A while ago our 23 year old Atwood water heater, model GH6-6E was giving us some problems...it is an early model Direct Spark Ignition style, and until recently has been working flawlessly.

So first it started overheating, causing water to pour out of the pressure relief valve...which would pour down on the wiring and cause the water heater to go out.  I replaced the 1/2 pipe theaded pressure relief valve as a precaution (a cheap part), and then went ahead and replaced the ECO and Thermostat switch, also cheap parts and easy to reinstall...even comes with the black foam self adhesive cover.  At the recommendation of Atwood's tech support, I also cleaned the scale out of the tank, which they said could build up over the years and shield the thermostat from the true tank temp.

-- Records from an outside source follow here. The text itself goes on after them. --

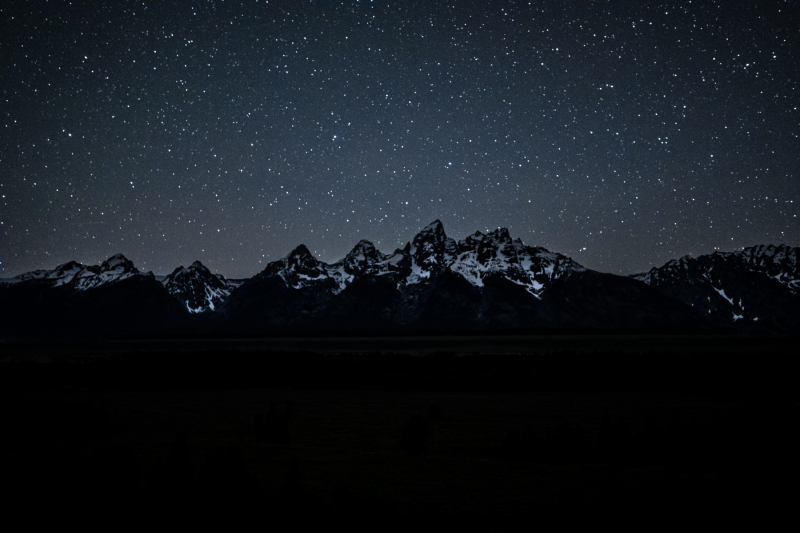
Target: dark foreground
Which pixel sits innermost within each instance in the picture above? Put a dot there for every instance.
(635, 433)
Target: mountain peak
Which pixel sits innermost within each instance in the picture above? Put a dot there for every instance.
(300, 251)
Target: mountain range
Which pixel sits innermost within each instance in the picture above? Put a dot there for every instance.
(484, 282)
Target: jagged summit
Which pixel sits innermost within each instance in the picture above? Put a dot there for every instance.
(745, 286)
(197, 288)
(118, 262)
(485, 280)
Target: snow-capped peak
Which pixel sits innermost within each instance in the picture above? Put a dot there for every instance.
(197, 288)
(118, 262)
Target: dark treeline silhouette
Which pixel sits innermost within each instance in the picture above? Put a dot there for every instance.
(65, 462)
(748, 439)
(755, 374)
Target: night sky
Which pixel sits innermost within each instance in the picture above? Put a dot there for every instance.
(620, 133)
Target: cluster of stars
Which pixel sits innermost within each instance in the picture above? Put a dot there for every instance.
(230, 132)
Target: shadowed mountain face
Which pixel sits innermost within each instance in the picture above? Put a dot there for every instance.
(755, 289)
(197, 288)
(483, 282)
(111, 299)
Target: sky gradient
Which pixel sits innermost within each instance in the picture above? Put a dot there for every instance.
(622, 133)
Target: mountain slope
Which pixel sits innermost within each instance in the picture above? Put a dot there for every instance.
(197, 288)
(753, 289)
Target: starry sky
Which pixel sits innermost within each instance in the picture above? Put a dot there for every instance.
(620, 133)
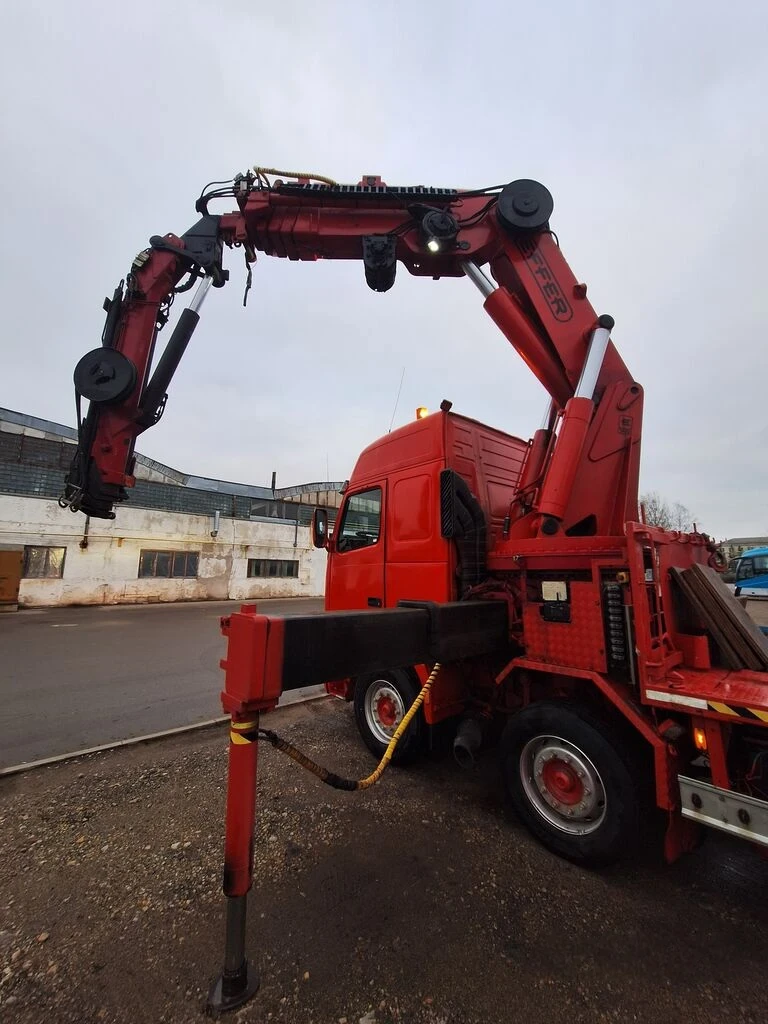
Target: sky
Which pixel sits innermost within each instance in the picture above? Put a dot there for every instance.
(647, 123)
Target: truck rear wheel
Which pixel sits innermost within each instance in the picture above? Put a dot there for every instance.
(381, 700)
(571, 782)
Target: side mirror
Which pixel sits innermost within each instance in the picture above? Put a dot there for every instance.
(320, 527)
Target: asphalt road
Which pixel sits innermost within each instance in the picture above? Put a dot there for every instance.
(73, 678)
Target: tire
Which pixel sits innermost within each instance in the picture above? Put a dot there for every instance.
(381, 700)
(573, 782)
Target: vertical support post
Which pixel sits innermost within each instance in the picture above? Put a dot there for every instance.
(239, 980)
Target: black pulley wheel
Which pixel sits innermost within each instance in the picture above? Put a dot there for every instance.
(104, 376)
(524, 206)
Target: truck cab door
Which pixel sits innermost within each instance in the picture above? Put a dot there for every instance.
(355, 573)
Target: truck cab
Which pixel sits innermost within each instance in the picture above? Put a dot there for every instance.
(389, 544)
(422, 509)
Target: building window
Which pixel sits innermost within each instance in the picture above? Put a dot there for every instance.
(275, 568)
(168, 564)
(43, 563)
(360, 520)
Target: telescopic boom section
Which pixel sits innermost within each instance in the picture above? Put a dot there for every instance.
(582, 470)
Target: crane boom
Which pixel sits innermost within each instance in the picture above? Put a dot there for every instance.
(583, 469)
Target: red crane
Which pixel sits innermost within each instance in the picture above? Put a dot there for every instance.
(539, 598)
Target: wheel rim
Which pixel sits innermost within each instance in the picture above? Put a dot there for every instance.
(563, 785)
(384, 710)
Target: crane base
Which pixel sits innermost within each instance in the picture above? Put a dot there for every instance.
(230, 991)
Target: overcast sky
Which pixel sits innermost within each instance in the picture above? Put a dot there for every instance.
(647, 122)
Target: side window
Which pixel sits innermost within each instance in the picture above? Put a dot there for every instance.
(745, 569)
(360, 523)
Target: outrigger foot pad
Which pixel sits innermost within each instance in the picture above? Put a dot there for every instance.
(232, 989)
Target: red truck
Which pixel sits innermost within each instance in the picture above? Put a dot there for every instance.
(512, 578)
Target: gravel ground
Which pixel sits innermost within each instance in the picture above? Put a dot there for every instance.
(419, 902)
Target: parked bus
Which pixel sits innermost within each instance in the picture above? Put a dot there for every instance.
(749, 573)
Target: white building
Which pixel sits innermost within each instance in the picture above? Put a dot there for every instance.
(177, 538)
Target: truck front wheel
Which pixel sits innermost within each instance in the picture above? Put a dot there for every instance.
(571, 782)
(381, 700)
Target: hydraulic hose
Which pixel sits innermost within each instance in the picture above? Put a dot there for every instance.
(296, 174)
(337, 781)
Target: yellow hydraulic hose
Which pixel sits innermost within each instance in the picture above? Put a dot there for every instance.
(337, 781)
(296, 174)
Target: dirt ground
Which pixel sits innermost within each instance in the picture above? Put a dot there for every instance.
(422, 901)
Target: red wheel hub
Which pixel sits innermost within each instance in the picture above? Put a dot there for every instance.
(386, 712)
(562, 782)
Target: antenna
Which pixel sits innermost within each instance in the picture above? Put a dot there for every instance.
(399, 388)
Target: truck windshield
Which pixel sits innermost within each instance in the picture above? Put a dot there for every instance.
(360, 520)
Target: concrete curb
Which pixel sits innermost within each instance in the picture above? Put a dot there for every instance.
(135, 740)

Cleaning the scale out of the tank is easy.  You shut off your water supply, then remove the pressure relief valve and the drain plug.  Obviously let the water cool down first!  Then you replace the drain plug, and using a funnel, pour 4 gallons of white vinegar into the tank through the relief valve hole.  Top it off with water, which won't take much, and let it sit for 24 hours.  After 24 hours, remove the drain plug and let it all drain out...you'll see all KINDS of white particulate matter pour out!  And the white vinegar will now look milky.  Put a cone shaped water nozzle on a garden hose, and put it in the pressure relief hole and turn it on...just let it run until the water runs clear...it will take a while, and you'll see a lot MORE white crud and scale come out of the tank.  Now put teflon tape on the pipe threads of the drain plug and install it, and do the same for the pressure relief valve, and tighten them down.  Turn back on your water supply, and then turn one of your faucets in the RV on all the way to hot to fill the tank with water.  Once all the air spurts out, the tank is full and you can turn on the water heater again.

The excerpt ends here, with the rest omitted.